VA: What would you say to the young Carré Otis if you could reach out to her?
CO: I would say don’t be afraid to shine and to step into your power and to say no, and speak up for yourself. Speak up when things don’t feel right, identify and ask for what it is that you need. We are honorable, we’re deserving of that quality, of that right. I think there are a lot of young people who don’t know that they can and should do that. But that’s what forms and informs our lives in the path that we follow. They don’t feel worthy, I know I didn’t feel worthy.
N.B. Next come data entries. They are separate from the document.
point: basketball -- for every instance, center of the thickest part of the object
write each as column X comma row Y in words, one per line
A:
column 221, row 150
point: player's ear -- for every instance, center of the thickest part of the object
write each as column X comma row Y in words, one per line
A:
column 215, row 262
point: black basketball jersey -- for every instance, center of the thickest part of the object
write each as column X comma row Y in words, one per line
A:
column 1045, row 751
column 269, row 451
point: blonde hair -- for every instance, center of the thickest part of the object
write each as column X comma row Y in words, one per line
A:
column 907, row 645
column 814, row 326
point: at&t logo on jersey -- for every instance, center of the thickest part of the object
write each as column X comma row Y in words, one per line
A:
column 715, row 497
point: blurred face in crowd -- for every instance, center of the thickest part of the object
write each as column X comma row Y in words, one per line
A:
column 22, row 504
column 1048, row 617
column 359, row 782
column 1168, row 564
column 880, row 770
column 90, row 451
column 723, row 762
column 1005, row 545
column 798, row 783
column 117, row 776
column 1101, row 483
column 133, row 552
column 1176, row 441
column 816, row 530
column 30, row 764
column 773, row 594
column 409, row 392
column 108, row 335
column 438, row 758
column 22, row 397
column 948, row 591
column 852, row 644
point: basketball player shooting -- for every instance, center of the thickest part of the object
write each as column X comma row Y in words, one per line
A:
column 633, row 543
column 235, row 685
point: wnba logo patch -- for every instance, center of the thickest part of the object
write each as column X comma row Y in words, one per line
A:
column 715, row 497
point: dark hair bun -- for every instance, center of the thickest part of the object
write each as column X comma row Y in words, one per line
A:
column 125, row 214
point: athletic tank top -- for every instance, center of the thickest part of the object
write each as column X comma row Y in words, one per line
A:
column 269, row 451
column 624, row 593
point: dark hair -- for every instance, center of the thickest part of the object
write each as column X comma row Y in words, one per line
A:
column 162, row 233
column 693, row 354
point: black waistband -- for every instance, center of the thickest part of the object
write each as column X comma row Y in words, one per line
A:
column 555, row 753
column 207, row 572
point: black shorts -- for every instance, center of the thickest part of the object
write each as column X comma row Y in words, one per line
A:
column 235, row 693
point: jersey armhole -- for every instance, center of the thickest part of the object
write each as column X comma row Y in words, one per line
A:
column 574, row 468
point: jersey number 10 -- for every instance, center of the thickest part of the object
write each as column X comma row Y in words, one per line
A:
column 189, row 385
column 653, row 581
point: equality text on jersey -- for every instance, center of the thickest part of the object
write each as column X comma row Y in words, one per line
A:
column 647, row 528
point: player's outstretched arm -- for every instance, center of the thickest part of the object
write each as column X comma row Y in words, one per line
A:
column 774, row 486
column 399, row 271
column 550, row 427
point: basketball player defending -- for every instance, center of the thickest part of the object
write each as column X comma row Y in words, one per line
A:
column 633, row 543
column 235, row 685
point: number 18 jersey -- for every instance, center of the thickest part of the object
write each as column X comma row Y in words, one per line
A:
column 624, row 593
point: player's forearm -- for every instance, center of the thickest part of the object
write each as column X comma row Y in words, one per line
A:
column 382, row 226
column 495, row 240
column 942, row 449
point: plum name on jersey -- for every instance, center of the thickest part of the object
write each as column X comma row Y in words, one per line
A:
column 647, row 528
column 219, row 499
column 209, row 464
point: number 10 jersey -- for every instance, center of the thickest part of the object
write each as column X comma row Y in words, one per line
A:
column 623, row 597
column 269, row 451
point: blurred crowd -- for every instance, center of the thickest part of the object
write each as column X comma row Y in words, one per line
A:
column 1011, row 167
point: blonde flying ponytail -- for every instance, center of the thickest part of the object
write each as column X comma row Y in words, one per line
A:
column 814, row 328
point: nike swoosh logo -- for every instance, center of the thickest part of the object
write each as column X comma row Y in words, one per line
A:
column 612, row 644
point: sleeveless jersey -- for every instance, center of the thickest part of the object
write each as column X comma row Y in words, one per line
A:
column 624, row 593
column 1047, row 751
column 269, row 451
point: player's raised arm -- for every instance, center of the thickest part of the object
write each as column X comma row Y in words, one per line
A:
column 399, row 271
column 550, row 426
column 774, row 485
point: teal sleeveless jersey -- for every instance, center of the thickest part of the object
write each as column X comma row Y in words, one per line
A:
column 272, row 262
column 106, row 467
VA: Most importantly are you happy?
CO: I’m so happy! I have the most incredible partner, husband, father to my amazing children. I was actually working out this morning and I was thinking, I can believe my life but I also can’t, I mean it’s the life I would have imagined for myself when I was in the darkest place. This is exactly where I am today. Especially this role that I’m taking on, just getting out there, perpetuating, continuing the dialogue about the fact that I believe every single being on this planet should not have to deal with sexual harassment, should not have to deal with abuse. We all deserve dignity and respect. And I am championing that, not just within the entertainment industry but in all industries, and obviously I have to start where I walked and where I’ve seen the offences first hand. You know, it was a big deal to go and testify, to speak with the press and people in congress, to share stories of rape and all of that. I will continue to be a voice and this too makes me happy, this is how I can be of service and to me  the greatest way of giving back is when I can serve others. Also I should mention that I worked for the past year to create thebluelotusfoundation.org and it’s an eating disorder prevention, it’s evidence based eating disorder prevention. I’m focusing on youth, I’m focusing on entertainment, on modeling, on agents, anyone who goes through some sort of comprehension and training about eating disorder prevention because there are things that we can do to empower our folks around us as opposed to oppressing them. So yes I’m happy.

**Mrs. Carré Otis is represented by Iconic Focus Models

 

...to me the greatest way of giving back is when I can serve others``.